What’s the first movie that you remember seeing in the theater?
I went to see “An American Tail” with my family when I was about four years old, in Doylestown, Pennsylvania. The young mouse Fievel Mousekewitz is separated from his family during a storm as they travel to America on a ship. As I sat between my parents, watching this traumatic event through Fievel’s eyes, I considered the possibility of losing my family for the first time. Last year, Derek Cianfrance and I began discussing how to shoot a scene for his new series that takes place in the belly of a ship in 1913, when Italian immigrants see the Statue of Liberty for the first time. The perspective of someone striving to see this powerful symbol brought me right back to “An American Tail.” After losing his family, Fievel wakes up floating in a glass bottle alone, and when he looks up we see his POV through the distorted glass. The Statue of Liberty is blurry and distant. That image was my visual starting point for the 1913 Statue of Liberty sequence in “I Know This Much Is True.”
The best moviegoing film experience you ever had.
Michael Mann’s “Miami Vice” is a masterpiece. It’s unlike anything ever made. It is so vast that it’s like an opera, but the visual grittiness neutralizes the unreal scale of everything—including the dialogue. It looks like nothing made before or since. Gong Li has always been one of my heroes, and getting to see her play that kind of heightened character is so rare. Jamie Fox created one of the most interesting/hilarious sex scenes in all of cinema. Watching that movie in a massive theater with booming sound, with my nerdy college film friends, was the most fun I’ve ever had in a theater.

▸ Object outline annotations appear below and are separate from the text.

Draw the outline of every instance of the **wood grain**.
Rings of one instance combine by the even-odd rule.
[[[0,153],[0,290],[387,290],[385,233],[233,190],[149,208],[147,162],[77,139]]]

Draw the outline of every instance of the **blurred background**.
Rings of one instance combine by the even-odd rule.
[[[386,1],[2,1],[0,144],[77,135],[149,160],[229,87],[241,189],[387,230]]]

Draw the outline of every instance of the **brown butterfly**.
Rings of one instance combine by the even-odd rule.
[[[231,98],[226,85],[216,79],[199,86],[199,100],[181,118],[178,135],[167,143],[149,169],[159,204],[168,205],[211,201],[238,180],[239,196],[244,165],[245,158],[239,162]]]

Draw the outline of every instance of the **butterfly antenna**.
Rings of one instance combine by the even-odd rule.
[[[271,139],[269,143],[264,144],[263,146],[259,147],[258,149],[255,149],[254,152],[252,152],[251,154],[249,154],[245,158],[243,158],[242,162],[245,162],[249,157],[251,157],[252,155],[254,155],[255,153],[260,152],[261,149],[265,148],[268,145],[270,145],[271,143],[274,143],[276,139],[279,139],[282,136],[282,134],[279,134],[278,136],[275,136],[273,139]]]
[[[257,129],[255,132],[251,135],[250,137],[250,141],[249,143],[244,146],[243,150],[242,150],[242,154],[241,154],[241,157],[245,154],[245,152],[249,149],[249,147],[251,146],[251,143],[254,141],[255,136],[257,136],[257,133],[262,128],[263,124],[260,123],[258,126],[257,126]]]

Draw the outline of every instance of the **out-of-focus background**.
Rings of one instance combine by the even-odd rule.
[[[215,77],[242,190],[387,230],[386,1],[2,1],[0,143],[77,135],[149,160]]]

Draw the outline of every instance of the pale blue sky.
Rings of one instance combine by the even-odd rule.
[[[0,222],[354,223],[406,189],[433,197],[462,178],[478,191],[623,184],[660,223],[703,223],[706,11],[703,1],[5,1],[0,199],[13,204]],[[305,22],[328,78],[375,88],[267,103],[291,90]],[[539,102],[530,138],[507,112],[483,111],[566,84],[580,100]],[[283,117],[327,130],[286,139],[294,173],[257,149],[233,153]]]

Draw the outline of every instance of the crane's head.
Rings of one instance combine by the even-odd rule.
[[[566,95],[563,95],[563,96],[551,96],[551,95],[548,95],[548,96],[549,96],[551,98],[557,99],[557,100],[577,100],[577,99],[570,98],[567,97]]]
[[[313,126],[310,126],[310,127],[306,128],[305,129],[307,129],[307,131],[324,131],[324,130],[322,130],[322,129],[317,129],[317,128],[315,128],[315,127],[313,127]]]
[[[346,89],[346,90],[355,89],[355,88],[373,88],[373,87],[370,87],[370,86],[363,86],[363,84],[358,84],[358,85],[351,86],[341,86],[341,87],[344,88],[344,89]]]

The first film you saw that made you realize you wanted to be a filmmaker.
I’ve never had any feeling for Shakespeare, except through Akira Kurosawa’s lens. “Ran,” based on King Lear, has always been a film that’s deep in my bones. It’s a movie I watched several times before I could even read the subtitles. The visual storytelling is remarkable. Its color-coded by family member/feudal lord, and there are massive battle sequences that are told with such astounding clarity that I don’t think they have ever been rivaled. It’s a perfect marriage of extreme theatricality and incredibly specific horrifying violence with life-affirming moral backbone. I have never had any interest in violence on screen, except when it is clearly telling a story, and this film is one of the prime examples of that for me.
The first film you saw that you realize you could be a filmmaker.
I was in my last year of film school, and feeling overwhelmed that I would officially be an adult soon. I didn’t know how to get started, and I had a lot of anxiety about that. I went to the Angelica theater alone to see Margaret Brown’s documentary, “Be Here To Love Me: A Film About Townes Van Zandt.” I was so in awe of Townes’ relationship to music, his irrational process, his talent, and the way Margaret told the story. I distinctly remember walking down into the subway at West 4th Street on my way home from the theater and thinking, it’s time for me to make my own film about an artist in my life that inspires me as much as Townes does. I would never have directed my first feature-length documentary, “Brock Enright: Good Times Will Never Be The Same,” if I hadn’t watched Margaret’s movie. We ended up working together on her film “The Great Invisible,” after meeting at the film festival where my film that she inspired had its premiere.